The Board of Directors of The National Book Foundation proudly bestows the Medal for Distinguished Contribution to American Letters upon

RAY BRADBURY

What is the role of a writer? "My job," said Ray Bradbury, "is to help you fall in love."

The Board of Directors of The National Book Foundation proudly bestows the Medal for Distinguished Contribution to American Letters upon Ray Bradbury, whose life work has proclaimed the incalculable value of reading; the perils of censorship; and the vital importance of building a better, more beautiful future for ourselves and our children through self-knowledge, education, and creative, life-affirming attentiveness and risk-taking.

These values are the bedrock of The National Book Foundation. Our mission is to promote the reading and appreciation of great American literature among audiences across the country.

Novelist, short-story writer, essayist, playwright, children's book author, screenwriter, and poet, 80-year-old Ray Bradbury was first published in 1938, when his story "Hollerbochen's Dilemma" appeared in Imagination!, an amateur fan magazine. His reputation as a leading science fiction writer was established with the publication of The Martian Chronicles in 1950.
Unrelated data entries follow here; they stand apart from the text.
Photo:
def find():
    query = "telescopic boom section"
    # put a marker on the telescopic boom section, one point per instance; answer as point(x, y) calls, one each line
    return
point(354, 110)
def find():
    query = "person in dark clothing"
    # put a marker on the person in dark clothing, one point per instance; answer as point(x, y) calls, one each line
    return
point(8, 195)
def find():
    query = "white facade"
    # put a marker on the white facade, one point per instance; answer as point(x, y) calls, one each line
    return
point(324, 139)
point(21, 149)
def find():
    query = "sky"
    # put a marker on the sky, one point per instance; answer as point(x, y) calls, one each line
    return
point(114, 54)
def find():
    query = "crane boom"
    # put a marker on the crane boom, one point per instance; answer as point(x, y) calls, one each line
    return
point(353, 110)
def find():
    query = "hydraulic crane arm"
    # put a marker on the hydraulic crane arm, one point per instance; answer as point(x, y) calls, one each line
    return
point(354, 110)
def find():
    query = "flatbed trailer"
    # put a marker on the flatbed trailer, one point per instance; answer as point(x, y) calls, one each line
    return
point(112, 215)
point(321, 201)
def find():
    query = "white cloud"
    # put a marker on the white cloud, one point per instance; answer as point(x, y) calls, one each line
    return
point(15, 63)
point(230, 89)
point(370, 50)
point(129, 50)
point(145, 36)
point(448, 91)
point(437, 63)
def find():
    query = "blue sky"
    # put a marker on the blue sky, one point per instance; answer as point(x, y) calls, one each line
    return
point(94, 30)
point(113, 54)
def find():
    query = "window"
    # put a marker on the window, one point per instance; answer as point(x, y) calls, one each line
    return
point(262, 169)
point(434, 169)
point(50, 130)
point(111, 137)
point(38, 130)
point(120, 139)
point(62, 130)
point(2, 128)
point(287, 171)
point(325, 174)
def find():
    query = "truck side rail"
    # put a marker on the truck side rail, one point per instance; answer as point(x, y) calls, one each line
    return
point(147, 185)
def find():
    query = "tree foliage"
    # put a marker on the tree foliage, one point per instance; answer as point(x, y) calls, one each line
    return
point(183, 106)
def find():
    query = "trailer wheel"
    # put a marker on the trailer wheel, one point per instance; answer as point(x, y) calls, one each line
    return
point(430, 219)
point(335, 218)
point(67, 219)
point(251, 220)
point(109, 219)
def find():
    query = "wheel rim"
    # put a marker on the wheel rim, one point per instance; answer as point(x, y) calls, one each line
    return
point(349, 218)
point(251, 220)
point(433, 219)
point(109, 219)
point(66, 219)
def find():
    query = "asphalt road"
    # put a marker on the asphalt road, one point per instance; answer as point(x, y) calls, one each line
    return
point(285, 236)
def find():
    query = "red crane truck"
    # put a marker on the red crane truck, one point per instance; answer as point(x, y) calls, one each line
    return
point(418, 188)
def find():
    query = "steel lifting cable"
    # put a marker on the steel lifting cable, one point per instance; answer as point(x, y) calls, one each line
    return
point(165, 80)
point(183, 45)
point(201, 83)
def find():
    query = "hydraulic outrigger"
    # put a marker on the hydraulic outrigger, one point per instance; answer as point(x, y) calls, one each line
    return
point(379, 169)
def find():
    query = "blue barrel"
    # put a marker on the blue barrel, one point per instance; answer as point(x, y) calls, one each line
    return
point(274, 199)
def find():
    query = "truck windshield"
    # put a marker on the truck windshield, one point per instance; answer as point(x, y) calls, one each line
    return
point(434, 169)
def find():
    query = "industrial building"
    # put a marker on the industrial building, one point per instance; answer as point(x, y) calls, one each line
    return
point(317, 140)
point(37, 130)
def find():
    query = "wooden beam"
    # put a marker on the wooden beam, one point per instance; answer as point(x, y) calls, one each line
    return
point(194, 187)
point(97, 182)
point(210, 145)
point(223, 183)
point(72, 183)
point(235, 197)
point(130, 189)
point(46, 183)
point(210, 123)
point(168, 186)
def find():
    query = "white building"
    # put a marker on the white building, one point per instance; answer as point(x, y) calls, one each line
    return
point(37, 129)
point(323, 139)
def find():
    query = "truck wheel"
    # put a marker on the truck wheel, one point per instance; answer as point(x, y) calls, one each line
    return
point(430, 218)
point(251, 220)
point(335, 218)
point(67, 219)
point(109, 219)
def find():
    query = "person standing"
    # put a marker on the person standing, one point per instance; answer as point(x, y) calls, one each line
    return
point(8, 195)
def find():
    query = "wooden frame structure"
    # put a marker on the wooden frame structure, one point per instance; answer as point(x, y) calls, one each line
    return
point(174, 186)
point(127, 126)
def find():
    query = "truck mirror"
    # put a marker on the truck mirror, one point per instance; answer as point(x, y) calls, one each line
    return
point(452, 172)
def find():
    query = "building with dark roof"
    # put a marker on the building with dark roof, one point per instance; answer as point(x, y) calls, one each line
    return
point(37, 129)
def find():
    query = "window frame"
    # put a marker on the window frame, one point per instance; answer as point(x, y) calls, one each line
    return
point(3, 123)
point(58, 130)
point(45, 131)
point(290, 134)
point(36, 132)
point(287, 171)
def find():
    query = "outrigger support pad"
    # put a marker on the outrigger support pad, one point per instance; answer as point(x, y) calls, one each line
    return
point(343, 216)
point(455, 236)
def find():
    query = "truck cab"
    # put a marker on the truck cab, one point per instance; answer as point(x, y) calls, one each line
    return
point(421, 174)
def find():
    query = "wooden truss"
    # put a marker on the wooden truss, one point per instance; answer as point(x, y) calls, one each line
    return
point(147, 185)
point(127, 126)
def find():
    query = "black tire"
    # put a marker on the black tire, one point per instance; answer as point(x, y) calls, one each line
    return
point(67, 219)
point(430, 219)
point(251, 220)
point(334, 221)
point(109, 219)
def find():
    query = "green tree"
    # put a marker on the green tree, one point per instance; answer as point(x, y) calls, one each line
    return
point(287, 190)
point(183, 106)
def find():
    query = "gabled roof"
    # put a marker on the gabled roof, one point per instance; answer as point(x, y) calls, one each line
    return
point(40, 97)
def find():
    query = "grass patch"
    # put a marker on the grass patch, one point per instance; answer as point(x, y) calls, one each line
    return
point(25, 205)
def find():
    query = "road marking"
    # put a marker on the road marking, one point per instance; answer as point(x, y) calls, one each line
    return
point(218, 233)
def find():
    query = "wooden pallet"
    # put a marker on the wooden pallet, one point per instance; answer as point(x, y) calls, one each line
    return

Since then, other "crown jewels" in the Bradbury oeuvre include The Illustrated Man (1951), Fahrenheit 451 (1953), Dandelion Wine (1957), and Something Wicked This Way Comes (1962). Among his numerous awards are the O. Henry Memorial Award, an Emmy Award (for his teleplay of The Halloween Tree), the PEN Center West Award, the World Fantasy Award for Lifetime Achievement, and the Grand Master Nebula Award from The Science Fiction and Fantasy Writers of America.

Mr. Bradbury lives in Los Angeles with his wife, Maggie. He continues to be active, writing and lecturing, reminding us that "While art cannot, as we wish it could, save us from wars, privation, envy, greed, old age, or death, it can revitalize us amidst it all."